This is my test-case. I just cut off all possible parts and reduced to minimum all the values. So minimum value is not a 179, but 129.

Try this with -loop-reduce.

Both -258 and -358 values are 10bit width, not 9. So it is incorrect to trunc it to 9 bits. That means, the trouble happened before zext, in trunc operation.

Though, perhaps it is also incorrect to perform zext here. Since we have only '+' operation in SCEV, it is obvious, operands could be negative (or how we could implement decrements otherwise?). So it is obvious we should treat operands as signed integers. I think that we have to use sext here.

llvmbot · 2013-12-28T22:28:35Z

Created attachment 11788 [details]
Even more reduced test-case.

Hi David,

This is my test-case. I just cut off all possible parts and reduced to
minimum all the values. So minimum value is not a 179, but 129.

Try this with -loop-reduce.

Both -258 and -358 values are 10bit width, not 9. So it is incorrect to
trunc it to 9 bits. That means, the trouble happened before zext, in trunc
operation.
I will try to describe why I think the values can be reasoned about as 9-bit values. I will be following the notes I took while looking at my test case. This aspect of the test case seems identical with what you are seeing.

Hopefully the paste below wont be too messed up with regards to formatting.
*** IR Dump Before Loop Strength Reduction ***
for.body4: ; preds = %if.end, %for.cond1.preheader
%0 = phi i32 [ %.pre, %for.cond1.preheader ], [ 0, %if.end ]
%indvars.iv = phi i32 [ 1, %for.cond1.preheader ], [ %indvars.iv.next, %if.end ]
%1 = phi i8 [ 1, %for.cond1.preheader ], [ %dec, %if.end ]
%tobool = icmp eq i32 %0, 0
br i1 %tobool, label %if.end, label %for.inc8

if.end: ; preds = %for.body4
%conv7 = mul i32 %indvars.iv, 358
%shl = and i32 %conv7, 510
store i32 %shl, i32* @c, align 4

When the SCEV for %conv7 is created the %shl register is identified as a user which leads to SCEV creation for the and-expression. Since we have a constant value of 510 as operand to the and-expression we know that at most 9 bits are required for the result.

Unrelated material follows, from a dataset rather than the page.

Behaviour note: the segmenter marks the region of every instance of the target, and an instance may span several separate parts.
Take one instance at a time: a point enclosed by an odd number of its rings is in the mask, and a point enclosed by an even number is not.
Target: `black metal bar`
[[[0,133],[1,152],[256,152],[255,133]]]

This leads us to calling getZeroExtendExpr(getTruncateExpr(getSCEV(U->getOperand(0), ..., i9) where operand(0) is "%conv7 = mul i32 %indvars.iv".
The SCEV for this multiplication has been calculated previously and is {358,+,-358}<%for.body4>. When truncated to i9 this is equivalent to {358,+,154} (Rationale (-358 & 0x1FF) = 154). This is why I think this particular bug is due to zext not being performed and not related to using 9-bit data type.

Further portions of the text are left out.